My bag gets a bit heavier when I take along one or two of my #granddaughters with me. Added to my diary/journal, pen, iPad, and other knick-knacks, I also carry a game or two that we play: Spot It! and Caterpillar, and loose notepapers and pencils (even a few color pencils) because I make up writing games with the elder one, Aly. Our walks usually have a break at Tim Hortons. I love the place and can while away hours writing or reading if I’m alone and not having¬†#funwiththekids.

“A part of my design and inspiration ethos is that I carry around a leather notebook and I sketch in it, doodle in it, write notes in it, and I put pictures in it.”~John Varvatos

One of the activities Aly loves is #doodling. At times, unintentionally, it becomes specific and more about designing. I set the timer to 1 minute and 15 seconds, and one of us chooses a word and we start doodling to make the word an attractive design. She’s nine and very good with her drawing and imagination.

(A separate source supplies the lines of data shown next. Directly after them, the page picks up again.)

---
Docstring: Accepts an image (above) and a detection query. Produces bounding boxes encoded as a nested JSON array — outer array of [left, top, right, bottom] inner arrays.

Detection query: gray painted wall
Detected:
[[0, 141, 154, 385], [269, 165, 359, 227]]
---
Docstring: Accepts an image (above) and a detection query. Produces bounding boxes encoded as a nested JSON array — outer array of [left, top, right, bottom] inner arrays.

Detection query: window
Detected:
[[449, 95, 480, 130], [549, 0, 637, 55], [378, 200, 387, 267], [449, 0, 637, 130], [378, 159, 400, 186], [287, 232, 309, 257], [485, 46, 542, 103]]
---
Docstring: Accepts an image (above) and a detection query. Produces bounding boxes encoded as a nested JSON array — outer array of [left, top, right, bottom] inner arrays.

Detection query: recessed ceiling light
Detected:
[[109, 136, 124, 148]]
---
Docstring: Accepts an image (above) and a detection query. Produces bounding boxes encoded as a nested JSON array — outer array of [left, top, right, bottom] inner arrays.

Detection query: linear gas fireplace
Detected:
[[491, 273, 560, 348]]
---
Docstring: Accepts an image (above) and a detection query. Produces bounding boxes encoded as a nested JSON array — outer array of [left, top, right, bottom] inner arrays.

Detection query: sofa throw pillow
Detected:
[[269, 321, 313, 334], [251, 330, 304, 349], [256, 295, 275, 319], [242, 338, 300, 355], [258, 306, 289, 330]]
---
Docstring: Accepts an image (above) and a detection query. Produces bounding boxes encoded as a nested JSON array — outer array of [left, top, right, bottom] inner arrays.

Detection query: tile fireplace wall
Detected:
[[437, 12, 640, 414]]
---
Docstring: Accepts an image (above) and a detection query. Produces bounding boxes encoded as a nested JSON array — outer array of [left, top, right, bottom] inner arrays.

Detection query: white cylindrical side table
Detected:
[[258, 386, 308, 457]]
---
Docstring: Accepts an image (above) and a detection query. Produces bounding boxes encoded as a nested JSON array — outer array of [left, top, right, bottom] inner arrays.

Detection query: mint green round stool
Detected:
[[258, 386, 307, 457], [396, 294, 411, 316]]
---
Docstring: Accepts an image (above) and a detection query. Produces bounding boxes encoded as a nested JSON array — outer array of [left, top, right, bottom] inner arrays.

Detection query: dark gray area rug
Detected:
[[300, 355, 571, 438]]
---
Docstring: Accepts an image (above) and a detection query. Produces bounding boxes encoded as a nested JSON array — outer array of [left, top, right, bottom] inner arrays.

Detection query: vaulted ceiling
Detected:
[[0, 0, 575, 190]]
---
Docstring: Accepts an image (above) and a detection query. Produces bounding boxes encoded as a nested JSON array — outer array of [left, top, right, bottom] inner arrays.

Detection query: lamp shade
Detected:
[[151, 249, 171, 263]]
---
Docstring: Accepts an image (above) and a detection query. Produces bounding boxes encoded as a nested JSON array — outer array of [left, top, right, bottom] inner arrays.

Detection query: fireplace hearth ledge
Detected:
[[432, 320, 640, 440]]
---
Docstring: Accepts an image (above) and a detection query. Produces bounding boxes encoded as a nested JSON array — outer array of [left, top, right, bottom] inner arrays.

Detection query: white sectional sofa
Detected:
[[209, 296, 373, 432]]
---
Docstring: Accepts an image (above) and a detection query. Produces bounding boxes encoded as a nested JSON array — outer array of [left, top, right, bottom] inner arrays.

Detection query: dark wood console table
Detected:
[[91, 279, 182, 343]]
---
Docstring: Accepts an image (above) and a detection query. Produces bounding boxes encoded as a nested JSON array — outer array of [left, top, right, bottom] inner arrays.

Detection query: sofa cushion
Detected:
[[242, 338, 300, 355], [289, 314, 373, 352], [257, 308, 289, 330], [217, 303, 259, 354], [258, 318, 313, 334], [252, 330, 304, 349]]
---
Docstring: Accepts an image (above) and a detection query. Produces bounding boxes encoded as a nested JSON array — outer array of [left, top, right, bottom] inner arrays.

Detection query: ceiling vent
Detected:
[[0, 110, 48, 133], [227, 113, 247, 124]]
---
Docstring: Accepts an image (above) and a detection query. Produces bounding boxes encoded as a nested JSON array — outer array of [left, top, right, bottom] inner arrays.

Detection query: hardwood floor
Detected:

Here are some of the ones we’ve done. All were done within the time limit and some even before the timer alarm went off. After comparing and complimenting each other, we shaded in some undone areas, but there was no addition or subtraction to the basic drawing.

She’s really amazing. Considering she had no time to think up something and she completed each one in time, she certainly has talent. I’m not saying that because she’s my granddaughter! See for yourself, I’ve added names so you can tell Alyssa’s from mine.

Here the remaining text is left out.